然而,屋裡面的恨宮主人卻以極嚴肅的聲調說道:「秀士此問,已涉及敝宮禁例,無可奉告。」
轉輪王沉聲道:「難道收容逃逋,也算作禁例之一麼?」
恨宮主人輕輕一笑道:「閣下早知敝宮網羅各宗派的失意門人,何必又多此一問?再則,來者既人恨宮,當年恩怨自己一筆勾消,我雖職掌全宮,也無暇查究她們來歷,甚至於那人姓甚名誰都不知道,所以說無可奉告之義在此。」
甘平群見這位恨宮主人居然不受脅迫,不禁暗自喝采,但想到也許她不知對方是殘忍絕倫的轉輪王,又不禁暗替她擔心。

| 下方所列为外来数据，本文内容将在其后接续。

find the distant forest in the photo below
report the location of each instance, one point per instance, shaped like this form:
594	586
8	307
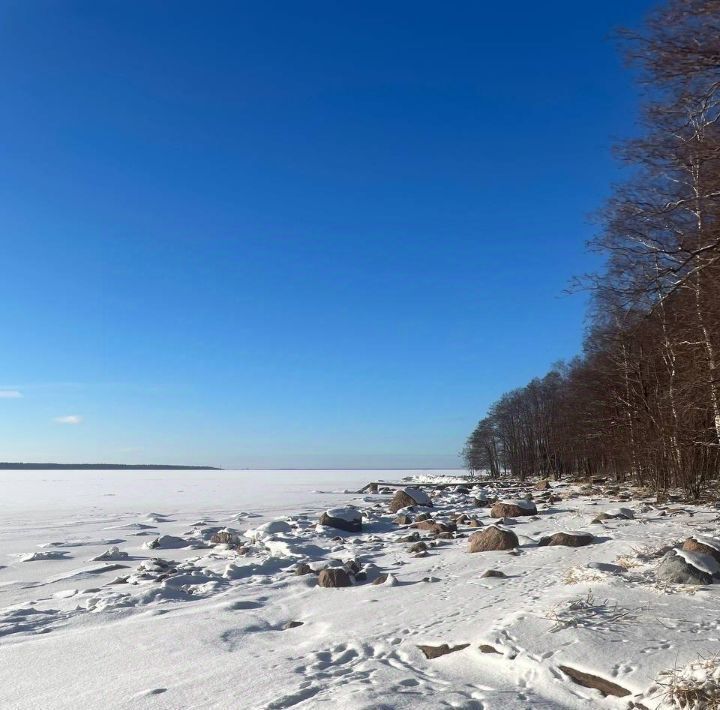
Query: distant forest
642	402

轉輪王嘿嘿乾笑道:「恨宮雖然自有禁例,但各宗派也不是全無規章,若果貴方禁例與別派規章不合,那時又該以誰的為準?」
恨宮主人笑笑道:「我倒想先問閣下一句,如果你要喝酒,別人要喝茶,那時該以誰的方推?」
轉輪王被反問得一愣,旋即冷冷道:「那時當然各行其是,但不能和這事相比。」
恨宮主人道:「同樣的道理,為什麼不行?」
「難道夫人要一意孤行?」
「什麼叫做孤行?難道定要被別人牽著鼻子走路才算有了同道?」
「嘿嘿!夫人言重了,不過,恨宮收容別派棄徒,別派自無話說,若收容別派叛徒,只怕難有寧日,安某相勸夫人之意在此,尚望再三深思。」
恨宮主人笑起來道:「俗話說『好人難做』,閣下偏要來做好人,這番怕要失望了,我可以略透消息,那就是本宮收容棄徒和逃逋,為不爭的事實,但決不收留別派的叛逆,閣下盡可放心了。」
「好,好。……」
轉輪王一陣豪笑道:「既是如此,安某也就告辭了,但願夫人言而有信,更願敝門叛徒翟妮寧不致托庇恨宮之門。」
恨宮主人冷笑道:「且慢著走,有關貴門翟妮寧的事,何妨先告知一二,也省得敝宮有失察誤收之嫌。」
轉輪王沉吟道:「那叛逆不知由那裡學到雷音掌和星雲步,後來和甘平群投效本門,充任第三對玉女金童,學得七十二般絕藝,旋即相偕私奔……」
「你放屁!」
這一聲舌綻春雷似的嬌叱起自門外,轉輪王暴喝一聲,一掠而出。
甘平群不料翟妮寧也藏在近處,待聽到她發話罵人,不禁愣了一下,猛想及轉輪王和恨宮主人定要迫出,趕忙一長身形向原路飛奔。
「小叛逆往那裡走?」
轉輪王雖由前門追出,但他並未發現翟妮寧卻看見另一道白影,在他那銳利目光下,已認出屢次和他交手的甘平群,急折轉方向,疾如流星般循影追趕。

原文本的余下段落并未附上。